Google’s big innovation was to measure the importance of a site by the importance and number of links to it from other sites, and the importance of those sites.  A logical way to be seen as more important, then, is to get links from important sites.

Clever entrepreneurs noticed this also, and launched various schemes for selling links from high-authority sites.  You pay your money, and you get a link to your site.  As you can guess, this directly undermines Google’s most basic method for measuring the importance of a site, so they have been very concerned about link buying for a long time.  They’ve put great effort into detecting sites that sell links, so if you deal with them you’re at risk.

Google is always interested in learning about sites that are selling links.  They don’t tell us, but I’d guess that one of their important methods for detecting link selling is through voluntary reporting.  If I’m offered links for sale, I’ll be sure to check my clients’ competitors’ incoming links for any signs of these purchased links, so that I can report them to Google!  I’m not the only SEO professional who does this, I’m sure.

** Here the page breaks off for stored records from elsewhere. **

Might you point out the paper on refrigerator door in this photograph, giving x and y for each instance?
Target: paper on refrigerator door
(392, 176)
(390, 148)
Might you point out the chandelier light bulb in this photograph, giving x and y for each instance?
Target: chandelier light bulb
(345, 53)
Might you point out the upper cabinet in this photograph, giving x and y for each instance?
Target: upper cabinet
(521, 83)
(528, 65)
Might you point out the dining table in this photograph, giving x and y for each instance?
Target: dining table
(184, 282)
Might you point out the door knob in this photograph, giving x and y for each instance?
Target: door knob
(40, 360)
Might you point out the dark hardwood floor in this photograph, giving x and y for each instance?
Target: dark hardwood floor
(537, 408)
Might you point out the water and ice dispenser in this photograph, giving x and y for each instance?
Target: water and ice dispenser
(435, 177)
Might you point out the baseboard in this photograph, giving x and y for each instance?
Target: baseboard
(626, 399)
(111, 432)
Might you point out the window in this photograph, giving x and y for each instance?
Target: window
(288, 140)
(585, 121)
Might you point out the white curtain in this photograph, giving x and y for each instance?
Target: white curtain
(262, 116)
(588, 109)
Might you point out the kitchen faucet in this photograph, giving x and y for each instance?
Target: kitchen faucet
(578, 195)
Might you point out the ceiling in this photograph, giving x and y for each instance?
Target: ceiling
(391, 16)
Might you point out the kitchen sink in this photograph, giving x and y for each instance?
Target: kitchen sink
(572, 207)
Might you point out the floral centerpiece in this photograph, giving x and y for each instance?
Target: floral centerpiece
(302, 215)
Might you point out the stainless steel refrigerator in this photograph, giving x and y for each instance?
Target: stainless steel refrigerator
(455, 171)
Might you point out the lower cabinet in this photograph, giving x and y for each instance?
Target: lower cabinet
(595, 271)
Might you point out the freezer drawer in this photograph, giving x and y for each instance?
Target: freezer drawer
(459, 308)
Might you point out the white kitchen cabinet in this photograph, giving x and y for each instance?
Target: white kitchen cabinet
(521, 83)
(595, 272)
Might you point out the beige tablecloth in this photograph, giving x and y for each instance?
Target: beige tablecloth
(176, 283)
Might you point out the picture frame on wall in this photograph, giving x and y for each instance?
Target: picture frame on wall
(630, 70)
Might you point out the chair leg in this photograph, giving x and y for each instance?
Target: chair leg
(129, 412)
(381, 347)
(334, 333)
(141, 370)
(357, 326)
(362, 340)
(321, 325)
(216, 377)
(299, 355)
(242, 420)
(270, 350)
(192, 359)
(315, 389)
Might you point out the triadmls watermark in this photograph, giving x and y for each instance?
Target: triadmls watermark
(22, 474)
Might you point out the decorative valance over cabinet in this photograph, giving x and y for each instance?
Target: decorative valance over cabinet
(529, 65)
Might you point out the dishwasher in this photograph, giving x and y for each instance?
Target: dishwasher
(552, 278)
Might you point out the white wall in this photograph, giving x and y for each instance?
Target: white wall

Don’t buy links!  It’s a waste of your money.

Multiple Redirected URLs 

Yes, we know that Google tends to give a site high ranking on the words that make up the URL.  I’m reading in search engine blogs that this is less important than it once was.  However, in the domain of small business where I work, your site will tend to rank better on the terms in your URL.  Yes, for large businesses brands are important; but for a business that’s too small to build a huge brand, those terms in the domain name are still helpful.

But there’s another practice I still see that’s not helpful:  the purchase of multiple domain names, redirecting them to the principal domain name.  The idea is that Google will be so stupid that you’ll get ranked better on terms in those alternate domain names.  You won’t; all you’ll do is waste the money that you’ve spent on those domain names.  And, similarly, don’t consider building a site full of low-quality content on those domain names and including lots of links to your primary site; that won’t help either.  Instead of building junk sites, build one really good site with a lot of high-quality content.

One domain name is all you need.

The Bottom Line

Instead of trying to trick Google, give them what they want–a steady stream of fresh, quality content that’s relevant to the main topic of your site.  And you may want to get help–like me–to be sure that Google will recognize the good quality content that you’re providing.